Performance, Gotchas, and What Gatekeeper Cannot Do
Gatekeeper adds approximately 50ms to admission latency when properly configured. Misconfiguration — particularly setting too many webhook threads relative to available CPU — can spike latency to 3 seconds. The key tuning parameter is matching the thread count to the pod’s CPU allocation.
| Gotcha | Symptom | Fix |
|---|---|---|
| Thread misconfiguration | Admission latency spikes to 3+ seconds | Set max-serving-threads equal to GOMAXPROCS; match to CPU allocation |
| Audit controller overload | High memory usage on Gatekeeper pods | Limit audit scope with namespace exclusions; increase audit interval |
| Constraint conflict | Two constraints give contradictory requirements | Use dryrun mode to detect conflicts before enforcing |
| Missing exception process | Developers bypass Gatekeeper by deploying to unmonitored namespaces | Apply constraints cluster-wide with explicit namespace exemptions rather than opt-in |
| Rego complexity | Policy evaluation timeout on complex constraint chains | Keep individual Rego policies under 50 lines; compose simple policies rather than building monolithic ones |
The most important limitation: Gatekeeper only operates at admission time. It cannot right-size a running pod, scale down idle deployments, or optimize existing resource requests. It prevents waste from entering the cluster. It does not remediate waste that already exists. Pair it with runtime tools — VPA for right-sizing, scheduled scaling for non-production environments, and cost monitoring for drift detection.

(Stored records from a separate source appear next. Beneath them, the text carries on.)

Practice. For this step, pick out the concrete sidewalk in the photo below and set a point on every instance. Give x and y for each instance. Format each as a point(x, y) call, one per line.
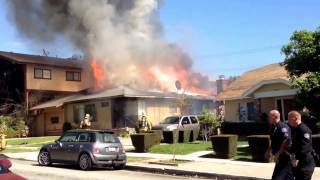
point(196, 166)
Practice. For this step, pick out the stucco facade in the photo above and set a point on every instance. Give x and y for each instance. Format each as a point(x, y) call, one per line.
point(58, 80)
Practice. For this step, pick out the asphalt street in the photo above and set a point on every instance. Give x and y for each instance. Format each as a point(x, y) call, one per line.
point(31, 170)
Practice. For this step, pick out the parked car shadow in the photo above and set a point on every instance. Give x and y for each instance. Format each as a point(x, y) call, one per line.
point(75, 167)
point(243, 154)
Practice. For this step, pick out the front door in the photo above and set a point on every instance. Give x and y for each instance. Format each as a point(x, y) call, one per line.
point(284, 106)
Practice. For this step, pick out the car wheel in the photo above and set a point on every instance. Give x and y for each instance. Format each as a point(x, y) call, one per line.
point(85, 162)
point(44, 158)
point(191, 139)
point(119, 167)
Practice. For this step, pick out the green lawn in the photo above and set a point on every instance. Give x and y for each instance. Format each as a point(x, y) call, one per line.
point(181, 148)
point(242, 142)
point(37, 141)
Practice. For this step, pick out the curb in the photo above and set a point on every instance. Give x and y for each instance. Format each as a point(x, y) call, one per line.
point(177, 172)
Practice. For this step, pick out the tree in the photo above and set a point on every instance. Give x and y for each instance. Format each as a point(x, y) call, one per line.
point(302, 61)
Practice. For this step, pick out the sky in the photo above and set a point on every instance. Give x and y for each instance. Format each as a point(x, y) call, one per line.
point(224, 37)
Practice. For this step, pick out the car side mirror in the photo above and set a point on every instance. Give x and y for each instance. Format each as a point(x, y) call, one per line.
point(5, 164)
point(58, 142)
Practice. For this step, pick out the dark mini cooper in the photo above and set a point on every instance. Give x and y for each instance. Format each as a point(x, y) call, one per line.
point(86, 148)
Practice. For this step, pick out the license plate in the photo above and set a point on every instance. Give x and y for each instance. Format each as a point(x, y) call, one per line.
point(112, 149)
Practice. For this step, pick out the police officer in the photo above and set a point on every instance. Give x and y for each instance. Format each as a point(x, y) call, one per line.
point(302, 158)
point(280, 135)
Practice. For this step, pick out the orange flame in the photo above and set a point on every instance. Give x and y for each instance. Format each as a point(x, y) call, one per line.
point(98, 74)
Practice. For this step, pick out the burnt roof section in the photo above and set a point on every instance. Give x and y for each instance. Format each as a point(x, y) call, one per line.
point(91, 130)
point(252, 78)
point(42, 60)
point(122, 91)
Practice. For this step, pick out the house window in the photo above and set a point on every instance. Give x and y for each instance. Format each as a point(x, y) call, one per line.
point(80, 111)
point(104, 104)
point(73, 76)
point(247, 112)
point(54, 120)
point(40, 73)
point(173, 108)
point(251, 111)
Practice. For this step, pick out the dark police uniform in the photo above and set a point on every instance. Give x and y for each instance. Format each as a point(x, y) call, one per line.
point(302, 150)
point(283, 169)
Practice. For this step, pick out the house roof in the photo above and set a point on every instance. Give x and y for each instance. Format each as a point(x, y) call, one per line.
point(42, 60)
point(250, 79)
point(122, 91)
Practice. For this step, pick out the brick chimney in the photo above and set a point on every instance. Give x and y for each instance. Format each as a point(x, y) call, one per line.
point(222, 84)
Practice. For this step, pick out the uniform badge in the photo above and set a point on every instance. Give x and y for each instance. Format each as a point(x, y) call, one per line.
point(284, 130)
point(306, 135)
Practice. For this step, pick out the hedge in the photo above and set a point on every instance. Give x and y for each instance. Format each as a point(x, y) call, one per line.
point(184, 136)
point(260, 148)
point(171, 137)
point(144, 141)
point(245, 128)
point(225, 146)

Policy-as-code at the Kubernetes admission layer is the enforcement gap between cloud-level SCPs and runtime monitoring. Gatekeeper fills it with 50ms latency, a library of ready-made cost constraints, and a staged rollout model that builds compliance without breaking deployments. Start with the six constraints in this article on dryrun. Audit what you find. Enforce what matters. The 35% of Kubernetes spend currently wasted on overprovisioned resources is addressable — but only if the guardrails exist before the deployment reaches the scheduler.